Siva Vaidhyanathan’s statement about Google applies more generally to the present status quo leaving the responsibility for access to public domain materials in the hands of companies:

The process of privatization is particularly troubling. Of course, we should not pretend that libraries operate outside market forces or do not depend on outsourcing many of their functions. But we must recognize that some of the thorniest problems facing libraries today — paying for and maintaining commercial electronic databases and cataloging services — are a direct result of rapid privatization and onerous contract terms. … The long-term risk of privatization is simple: Companies change and fail. Libraries and universities last. Should we entrust our heritage and collective knowledge to a business that has been around for less time than Brad Pitt and Jennifer Aniston were together? A hundred years from now, Google may well not exist.

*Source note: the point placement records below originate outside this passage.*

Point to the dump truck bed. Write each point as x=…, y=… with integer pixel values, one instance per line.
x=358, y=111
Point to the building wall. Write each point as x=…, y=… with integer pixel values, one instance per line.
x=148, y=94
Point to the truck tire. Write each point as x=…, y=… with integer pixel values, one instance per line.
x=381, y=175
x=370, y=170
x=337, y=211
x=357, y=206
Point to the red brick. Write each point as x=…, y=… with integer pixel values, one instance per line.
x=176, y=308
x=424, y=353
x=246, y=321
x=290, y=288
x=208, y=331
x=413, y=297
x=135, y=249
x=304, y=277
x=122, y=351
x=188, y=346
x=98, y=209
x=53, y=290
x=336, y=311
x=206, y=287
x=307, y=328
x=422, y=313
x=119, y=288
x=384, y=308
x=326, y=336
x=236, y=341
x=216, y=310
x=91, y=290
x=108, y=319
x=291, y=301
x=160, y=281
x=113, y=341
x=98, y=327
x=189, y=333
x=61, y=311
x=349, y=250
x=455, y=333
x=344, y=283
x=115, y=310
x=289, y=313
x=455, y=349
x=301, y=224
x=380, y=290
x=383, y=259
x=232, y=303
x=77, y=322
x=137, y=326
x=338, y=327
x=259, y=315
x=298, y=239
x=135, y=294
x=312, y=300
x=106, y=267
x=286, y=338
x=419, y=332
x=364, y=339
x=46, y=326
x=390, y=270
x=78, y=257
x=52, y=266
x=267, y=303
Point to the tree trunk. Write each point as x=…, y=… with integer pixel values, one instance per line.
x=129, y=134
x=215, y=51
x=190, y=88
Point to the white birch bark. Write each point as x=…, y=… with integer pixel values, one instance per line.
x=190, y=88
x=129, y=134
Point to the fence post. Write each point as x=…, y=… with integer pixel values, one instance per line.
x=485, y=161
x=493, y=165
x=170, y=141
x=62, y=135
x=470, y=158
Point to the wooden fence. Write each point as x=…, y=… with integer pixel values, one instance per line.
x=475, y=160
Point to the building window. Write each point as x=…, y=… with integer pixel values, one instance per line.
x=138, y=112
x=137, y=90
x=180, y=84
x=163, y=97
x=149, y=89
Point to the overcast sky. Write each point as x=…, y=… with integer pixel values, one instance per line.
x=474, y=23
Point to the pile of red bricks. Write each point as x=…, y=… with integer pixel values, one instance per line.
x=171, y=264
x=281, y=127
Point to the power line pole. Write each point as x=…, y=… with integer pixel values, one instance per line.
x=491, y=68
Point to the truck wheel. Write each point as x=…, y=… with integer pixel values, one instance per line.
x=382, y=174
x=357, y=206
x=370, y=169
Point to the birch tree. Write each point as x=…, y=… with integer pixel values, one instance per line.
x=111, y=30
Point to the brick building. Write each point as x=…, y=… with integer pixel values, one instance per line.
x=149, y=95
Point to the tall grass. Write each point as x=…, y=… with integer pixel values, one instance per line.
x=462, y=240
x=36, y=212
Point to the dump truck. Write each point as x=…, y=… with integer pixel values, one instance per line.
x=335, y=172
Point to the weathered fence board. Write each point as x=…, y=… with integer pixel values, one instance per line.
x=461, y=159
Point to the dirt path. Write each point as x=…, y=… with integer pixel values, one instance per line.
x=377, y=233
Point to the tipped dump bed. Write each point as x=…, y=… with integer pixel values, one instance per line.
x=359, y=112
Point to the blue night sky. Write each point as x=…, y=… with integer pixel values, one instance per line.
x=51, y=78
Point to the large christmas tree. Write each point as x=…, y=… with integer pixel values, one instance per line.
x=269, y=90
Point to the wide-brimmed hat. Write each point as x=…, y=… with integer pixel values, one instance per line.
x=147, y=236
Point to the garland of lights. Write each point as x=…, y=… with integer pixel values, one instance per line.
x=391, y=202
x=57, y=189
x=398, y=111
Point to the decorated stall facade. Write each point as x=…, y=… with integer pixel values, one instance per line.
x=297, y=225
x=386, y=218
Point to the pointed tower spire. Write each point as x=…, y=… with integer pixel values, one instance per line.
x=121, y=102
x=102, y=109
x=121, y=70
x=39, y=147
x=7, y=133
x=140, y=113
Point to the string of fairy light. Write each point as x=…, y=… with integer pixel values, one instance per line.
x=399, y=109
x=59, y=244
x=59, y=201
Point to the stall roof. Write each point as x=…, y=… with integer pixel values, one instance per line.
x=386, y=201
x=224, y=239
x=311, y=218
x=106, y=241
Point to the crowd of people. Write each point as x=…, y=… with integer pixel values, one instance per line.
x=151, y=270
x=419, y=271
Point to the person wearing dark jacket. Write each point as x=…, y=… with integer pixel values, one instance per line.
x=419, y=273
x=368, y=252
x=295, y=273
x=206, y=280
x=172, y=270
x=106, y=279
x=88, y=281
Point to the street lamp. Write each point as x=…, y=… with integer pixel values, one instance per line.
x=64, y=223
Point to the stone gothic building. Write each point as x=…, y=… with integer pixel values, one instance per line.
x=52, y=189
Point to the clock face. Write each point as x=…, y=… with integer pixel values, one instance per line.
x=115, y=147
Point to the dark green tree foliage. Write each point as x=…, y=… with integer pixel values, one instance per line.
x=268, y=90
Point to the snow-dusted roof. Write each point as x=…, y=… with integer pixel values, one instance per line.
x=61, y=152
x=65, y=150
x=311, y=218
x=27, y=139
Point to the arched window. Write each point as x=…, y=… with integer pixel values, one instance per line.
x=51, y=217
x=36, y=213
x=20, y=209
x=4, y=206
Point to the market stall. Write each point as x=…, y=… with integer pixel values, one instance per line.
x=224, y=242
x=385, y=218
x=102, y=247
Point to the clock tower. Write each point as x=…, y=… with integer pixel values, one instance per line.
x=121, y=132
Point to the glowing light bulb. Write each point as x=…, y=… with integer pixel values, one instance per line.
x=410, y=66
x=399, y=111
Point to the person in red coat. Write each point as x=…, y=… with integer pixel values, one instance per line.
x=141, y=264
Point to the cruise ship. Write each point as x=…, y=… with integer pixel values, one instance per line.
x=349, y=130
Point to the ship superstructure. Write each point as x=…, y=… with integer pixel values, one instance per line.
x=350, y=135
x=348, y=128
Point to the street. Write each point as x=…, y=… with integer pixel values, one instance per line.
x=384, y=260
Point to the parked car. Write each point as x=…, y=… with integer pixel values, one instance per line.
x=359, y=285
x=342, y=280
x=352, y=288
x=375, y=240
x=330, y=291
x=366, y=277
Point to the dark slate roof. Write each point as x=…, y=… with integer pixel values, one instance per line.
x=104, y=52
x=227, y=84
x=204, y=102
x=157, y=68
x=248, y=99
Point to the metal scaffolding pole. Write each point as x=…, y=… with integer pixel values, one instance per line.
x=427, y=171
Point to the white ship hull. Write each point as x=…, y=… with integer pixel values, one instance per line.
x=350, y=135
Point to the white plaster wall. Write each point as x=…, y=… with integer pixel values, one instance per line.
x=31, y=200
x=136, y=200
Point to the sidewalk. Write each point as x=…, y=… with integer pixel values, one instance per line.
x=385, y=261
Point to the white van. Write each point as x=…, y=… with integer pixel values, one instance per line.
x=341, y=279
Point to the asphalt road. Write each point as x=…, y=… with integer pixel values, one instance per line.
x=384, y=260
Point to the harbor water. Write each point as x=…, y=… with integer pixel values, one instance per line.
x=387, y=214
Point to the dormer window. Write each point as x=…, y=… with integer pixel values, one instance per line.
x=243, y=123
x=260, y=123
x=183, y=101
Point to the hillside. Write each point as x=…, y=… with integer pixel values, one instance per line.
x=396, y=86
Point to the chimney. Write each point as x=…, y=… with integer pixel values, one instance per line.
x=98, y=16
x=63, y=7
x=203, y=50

For U.S. citizens, it is the responsibility of us all to push to make public domain documents accessible to us and resist privatization of public domain materials.

*Government works created by the U.S. federal government are not protected by copyright; instead these works (with limited exceptions for materials withheld for security, export control, and policy reasons) are in the public domain.

**Bias statement: I use products by Lexis, Westlaw, and Google every day, due to their usefulness to my work and personal life. These companies have a stated responsibility to their shareholders, not to the United States public.